In Luxembourg, a grade system from 01 to 60 is used in secondary schools. A grade of at least 30 is required to pass. An insufficient mark (01-29) is called a Datz in Luxembourgish. The grades are distributed in the following way:

| Grade Number | Description |
|---|---|
| 50-60 | Very Good |
| 40-49 | Good |
| 30-39 | Satisfactory/Sufficient |
| 20-29 | Insufficient |
| 10-19 | Poor |
| 01-09 | Very Poor |

But in the secondary schools who are technique otherwise called général is much more different. It introduces intermediate grades (26-29, 36-39 and 46-49 ) whether the teachers will decide if the student will pass to the level is the next one or the past one. Unlike the normal grading system (shown above), the grading system of the secondary school général has 5 so-called levels.
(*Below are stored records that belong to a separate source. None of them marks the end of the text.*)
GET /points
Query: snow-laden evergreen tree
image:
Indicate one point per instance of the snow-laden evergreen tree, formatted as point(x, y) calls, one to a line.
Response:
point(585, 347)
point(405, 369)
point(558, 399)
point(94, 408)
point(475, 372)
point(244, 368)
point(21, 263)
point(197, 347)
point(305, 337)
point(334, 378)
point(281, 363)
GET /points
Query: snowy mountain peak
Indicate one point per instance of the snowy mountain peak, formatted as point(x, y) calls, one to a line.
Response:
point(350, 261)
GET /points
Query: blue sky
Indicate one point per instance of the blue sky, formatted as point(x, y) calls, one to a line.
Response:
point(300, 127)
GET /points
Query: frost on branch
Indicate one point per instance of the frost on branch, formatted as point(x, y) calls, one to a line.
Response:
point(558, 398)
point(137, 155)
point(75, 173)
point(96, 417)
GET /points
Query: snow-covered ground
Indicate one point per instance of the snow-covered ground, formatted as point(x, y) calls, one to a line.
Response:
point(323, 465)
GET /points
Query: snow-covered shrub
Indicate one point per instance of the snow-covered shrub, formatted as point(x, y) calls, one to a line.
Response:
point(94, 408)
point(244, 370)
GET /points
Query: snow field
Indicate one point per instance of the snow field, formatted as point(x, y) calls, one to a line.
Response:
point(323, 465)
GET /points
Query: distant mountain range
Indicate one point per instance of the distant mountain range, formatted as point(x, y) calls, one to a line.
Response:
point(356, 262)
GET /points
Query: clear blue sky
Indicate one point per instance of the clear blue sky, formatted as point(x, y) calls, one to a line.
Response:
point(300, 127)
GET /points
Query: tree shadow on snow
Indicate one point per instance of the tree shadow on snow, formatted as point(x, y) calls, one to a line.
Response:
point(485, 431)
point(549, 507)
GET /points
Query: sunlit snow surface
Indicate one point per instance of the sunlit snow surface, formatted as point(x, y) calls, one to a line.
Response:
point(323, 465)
The notes are :

| Grade Number | Description |
|---|---|
| 50-60 | Excellent |
| 46-49 | Excellent or strong |
| 40-45 | Strong |
| 39-36 | Strong or sufficient |
| 30-35 | Satisfactory/Sufficient |
| 29-26 | Sufficient or insufficient |
| 20-25 | Insufficient |
| 01-19 | Very insufficient |

Grading at the University of Luxembourg instead operates with a French-style 20-point scale, with a minimum score of 10/20 required to pass.